Mahon’s poetic manner is, in relation to his themes of wilderness, human transience, spiritual disarray and the ruggedness of survival, conspicuously non-mimetic: such matters are handled with erudite spare elegance. Flickering wit and effecting striking fusions and elisions, his can be an very impressive verse-medium. Notable is an ability to seize directly his real subject without cumbersome preliminaries, then unfold a poem; imaginative logic without clutter.’ (p.41).

‘But among Mahon’s very fine poems exemplifying an art of lucid compression vitalised by invention, were always others more precarious, elegantly slight, or fanciful rather than imaginatively shapes. And his work since the eary 1970s, without change in basic preoccupations and strategies, shows a serious pervasive debilitation’ [...] dwindled to a mere wryness wrinkling pools of ennui’; ‘symptomatic of a crucial loss in poetic self-confidence, for one “development” in Mahon’s thematically rather static poetic career has been towards a more chastened assertion of his personal stance and vision.’

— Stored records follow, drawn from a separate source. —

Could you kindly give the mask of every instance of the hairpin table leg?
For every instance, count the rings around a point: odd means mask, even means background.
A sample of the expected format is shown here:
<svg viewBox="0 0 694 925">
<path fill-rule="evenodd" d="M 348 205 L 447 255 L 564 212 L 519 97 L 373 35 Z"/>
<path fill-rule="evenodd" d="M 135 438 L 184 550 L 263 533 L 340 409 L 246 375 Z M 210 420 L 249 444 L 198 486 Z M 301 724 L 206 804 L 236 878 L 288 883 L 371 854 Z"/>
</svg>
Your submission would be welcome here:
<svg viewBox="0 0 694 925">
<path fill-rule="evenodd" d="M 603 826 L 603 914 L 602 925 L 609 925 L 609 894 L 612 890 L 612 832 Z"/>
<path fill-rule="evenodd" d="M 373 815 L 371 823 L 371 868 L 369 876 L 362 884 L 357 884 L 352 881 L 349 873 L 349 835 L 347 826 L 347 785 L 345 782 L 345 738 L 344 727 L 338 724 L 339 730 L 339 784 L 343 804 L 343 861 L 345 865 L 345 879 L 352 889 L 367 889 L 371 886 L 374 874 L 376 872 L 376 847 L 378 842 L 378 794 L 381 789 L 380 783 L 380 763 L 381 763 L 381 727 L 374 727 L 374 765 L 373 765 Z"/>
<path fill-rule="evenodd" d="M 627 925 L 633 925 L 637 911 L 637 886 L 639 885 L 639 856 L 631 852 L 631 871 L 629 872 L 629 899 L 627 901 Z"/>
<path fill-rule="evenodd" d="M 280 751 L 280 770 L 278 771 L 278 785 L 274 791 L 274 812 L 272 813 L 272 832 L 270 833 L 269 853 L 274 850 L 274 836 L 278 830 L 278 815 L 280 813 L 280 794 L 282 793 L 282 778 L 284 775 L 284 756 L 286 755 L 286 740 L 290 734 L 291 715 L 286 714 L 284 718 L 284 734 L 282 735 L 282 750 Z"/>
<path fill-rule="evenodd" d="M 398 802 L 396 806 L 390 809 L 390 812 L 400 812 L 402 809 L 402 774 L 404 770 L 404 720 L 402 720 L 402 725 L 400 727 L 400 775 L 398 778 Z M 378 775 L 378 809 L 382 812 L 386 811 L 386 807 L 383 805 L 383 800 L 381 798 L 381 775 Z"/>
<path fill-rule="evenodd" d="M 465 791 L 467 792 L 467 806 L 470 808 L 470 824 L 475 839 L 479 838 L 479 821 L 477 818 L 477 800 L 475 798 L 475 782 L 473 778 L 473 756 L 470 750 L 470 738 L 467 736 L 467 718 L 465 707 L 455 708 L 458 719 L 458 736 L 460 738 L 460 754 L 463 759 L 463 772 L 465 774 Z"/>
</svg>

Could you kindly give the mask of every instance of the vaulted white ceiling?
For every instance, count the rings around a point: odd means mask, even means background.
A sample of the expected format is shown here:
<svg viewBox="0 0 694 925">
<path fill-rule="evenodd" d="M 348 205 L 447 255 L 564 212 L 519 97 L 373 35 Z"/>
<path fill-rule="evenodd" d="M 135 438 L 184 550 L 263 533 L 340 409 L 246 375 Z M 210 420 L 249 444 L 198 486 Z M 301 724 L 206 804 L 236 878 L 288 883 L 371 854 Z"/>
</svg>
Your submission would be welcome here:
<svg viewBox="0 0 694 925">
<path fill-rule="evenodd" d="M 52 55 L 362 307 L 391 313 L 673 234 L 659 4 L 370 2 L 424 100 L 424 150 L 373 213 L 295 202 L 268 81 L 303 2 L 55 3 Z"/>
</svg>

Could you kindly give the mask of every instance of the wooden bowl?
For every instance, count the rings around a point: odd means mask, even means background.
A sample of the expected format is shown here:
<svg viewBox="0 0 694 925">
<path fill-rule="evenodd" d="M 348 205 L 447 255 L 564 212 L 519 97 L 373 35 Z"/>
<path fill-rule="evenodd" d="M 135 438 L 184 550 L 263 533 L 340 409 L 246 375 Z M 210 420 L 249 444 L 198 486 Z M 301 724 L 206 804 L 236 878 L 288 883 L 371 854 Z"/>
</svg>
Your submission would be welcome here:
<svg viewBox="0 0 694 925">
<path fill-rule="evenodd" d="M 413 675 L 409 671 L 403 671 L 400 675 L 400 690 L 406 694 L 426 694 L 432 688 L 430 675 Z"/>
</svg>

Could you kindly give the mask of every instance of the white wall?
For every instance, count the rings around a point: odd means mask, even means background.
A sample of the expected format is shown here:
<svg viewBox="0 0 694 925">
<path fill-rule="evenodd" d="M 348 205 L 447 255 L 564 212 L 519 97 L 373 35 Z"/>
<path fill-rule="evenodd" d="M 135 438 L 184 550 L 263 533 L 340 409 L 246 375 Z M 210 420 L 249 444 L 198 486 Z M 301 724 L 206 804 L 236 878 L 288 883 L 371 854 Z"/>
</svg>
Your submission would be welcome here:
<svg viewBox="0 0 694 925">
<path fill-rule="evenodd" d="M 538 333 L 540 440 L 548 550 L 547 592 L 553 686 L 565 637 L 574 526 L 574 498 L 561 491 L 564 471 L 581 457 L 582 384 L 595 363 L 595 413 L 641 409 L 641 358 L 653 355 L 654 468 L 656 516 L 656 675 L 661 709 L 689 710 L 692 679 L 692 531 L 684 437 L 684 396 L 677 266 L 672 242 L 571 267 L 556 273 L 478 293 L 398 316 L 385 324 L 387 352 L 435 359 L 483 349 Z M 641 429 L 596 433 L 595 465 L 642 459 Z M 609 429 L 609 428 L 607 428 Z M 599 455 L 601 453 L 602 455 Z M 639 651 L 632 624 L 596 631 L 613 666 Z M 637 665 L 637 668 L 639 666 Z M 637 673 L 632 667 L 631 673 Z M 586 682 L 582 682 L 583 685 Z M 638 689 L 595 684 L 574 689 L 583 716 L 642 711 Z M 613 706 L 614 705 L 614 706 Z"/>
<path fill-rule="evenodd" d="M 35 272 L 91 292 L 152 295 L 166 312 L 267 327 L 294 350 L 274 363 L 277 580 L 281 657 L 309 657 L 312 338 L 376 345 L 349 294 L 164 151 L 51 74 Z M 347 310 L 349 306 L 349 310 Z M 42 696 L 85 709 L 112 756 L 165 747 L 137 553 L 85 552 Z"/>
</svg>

‘Out on a limb is where poetic imagination should reach to, but Mahon’s has dwelt there too exclusively, remote and almost severed from sustaining rootedness in the intricate contingent details and textures of human dailiness. Undernourished on the thin fare it has almost exhausted, an imagination can lose its appetite. A kind of poetic anorexia is suggested by “The Sea in Winter” where Mahon, “unnerved, my talents on the shelf”, questions his whole writing enterprise.’ (p.41.)

‘Significant too may be Mahon’s amendment, in “Rage for Order”, of his original affirmation of the poet’s “germinal ironies”, the adjective intimating connection and growth, to the gloomy, merely personal “desperate ironies”. Mahon’s talent, which has blazed a lonely track in Ulster poetry and created some fine unique poems, seems now in a state of critical fatigue, with little among the ingredients of his recent writings to suggest direction along which decline might prove reversible.’ (p.42.)

Quotes: ‘God is alive and lives under stone. / Already in a lost hub-cap is conceived / The idea society which will replace our own.’ (“The Mute Phenomena”).

On Heaney & Mahon: ‘With gifts superior to Mahon’s, and more profound and substantial insights, Heaney the community-nurtured poet is at last [i.e., in Field Work] showing a capacity for the necessary alienated intransigence Mahon has known perhaps too unrelievedly and exclusively, but of which the lesser Ulster poets are cosily innocent.’ (p.44).